Doña Atang (Anita Linda) is turning 100 years old. Her one wish: to celebrate it with the people she worked with in her earlier years of producing films, a task her aspiring filmmaker grandson (Enchong Dee) has taken the liberty of granting. As his quest to find members to populate the party begins, so does the family drama between the celebrant’s returning children; not to mention the increasingly deteriorating state of the woman they are all there for. Meant to be a celebration of 100 years of Philippine Cinema, Circa is a quiet tale that says so much more.
To be frank, I was ready to leave the cinema within the first hour of the film. Nothing impressed me enough to stay – not the awkward editing, dry acting, stagnant plot, not even the large roster of stars that illuminated every second of the film – nor did I have any hope that its dreary tone would bear anything more than what was already told. If it wasn’t for the cinematography and the mesmerizing performance by Anita Linda (this film being my first experience of her work), I believe I may have just stood and left.
I am so glad I didn’t. The following night, I found myself sobbing over Circa.
Despite a seemingly uneventful initial viewing of the film, Circa successfully burrowed its way deep into the back of my mind and I could not stop thinking about it. What I thought were ruminations on how bad I thought the movie was were, in fact, merely the surface level emotions resulting from my lack of immediate understanding of the piece. I attribute this to the usual experience of cinema that tend to elicit emotions as we watch them: the likes of Avengers: Endgame, Toy Story 3, and A Beautiful Life have mastered this technique. Yet some take the risk of restraining itself to near ambiguity, leaving the cathartic realization to the viewer when they least expect it that usually happens only after some time. This Pista ng Pelikulang Pilipino Sandaan Showcase was one of the latter – a rare treat by Director Adolfo Alix Borinaga Jr., in that sense.
As hours passed, layers of metaphor started to reveal themselves in whispers. Doña Atang’s age traps her, as her reels are trapped in their aged, rotting film rolls. Empty as the prison of the home and basement may be, it is alive with creatures either supernatural or fleetingly human as her children and house help are. Then the lingering question as to whether or not to reminisce – do we force to relive a beautiful memory at the risk of comparing it to now, what it is not and can never be anymore?
And I am breathless and devastated by my (and only one possible) conclusion: it is not as much an ode to the golden era of Philippine Film as it is a warning to what might be if we lose it. Or when, depending on what we do about it now.

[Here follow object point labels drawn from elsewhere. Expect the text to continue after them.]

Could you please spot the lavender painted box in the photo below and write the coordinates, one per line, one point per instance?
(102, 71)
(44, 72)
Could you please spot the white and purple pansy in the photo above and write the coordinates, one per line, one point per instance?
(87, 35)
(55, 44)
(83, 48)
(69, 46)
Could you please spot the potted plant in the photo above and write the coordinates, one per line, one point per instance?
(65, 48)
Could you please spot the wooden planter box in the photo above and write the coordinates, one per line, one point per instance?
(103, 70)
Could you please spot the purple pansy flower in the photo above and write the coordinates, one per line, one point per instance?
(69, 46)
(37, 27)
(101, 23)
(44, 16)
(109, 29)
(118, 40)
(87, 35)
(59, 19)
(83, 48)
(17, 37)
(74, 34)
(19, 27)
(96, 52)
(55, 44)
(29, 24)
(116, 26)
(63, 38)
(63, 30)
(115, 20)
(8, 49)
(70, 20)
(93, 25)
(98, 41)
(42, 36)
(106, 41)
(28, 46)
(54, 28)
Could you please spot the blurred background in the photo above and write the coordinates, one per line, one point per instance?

Overall, Circa was an averagely made film in itself that served as a mere channel that holds the potential for profound reflections. If I may be granted the liberty of utilizing a metaphor myself: Circa was but the metal case around a reel of film – rusting and, overall, not exactly beautiful to look at – yet held precious meters’ worth of film within, or what can be compared to the endless possibilities of meanings to viewers. What that meaning is, however, is entirely up to the level one chooses to delve into after absorbing the piece. Based on personal experience, stay seated in that cinema, later, go as deep as you can possibly bear.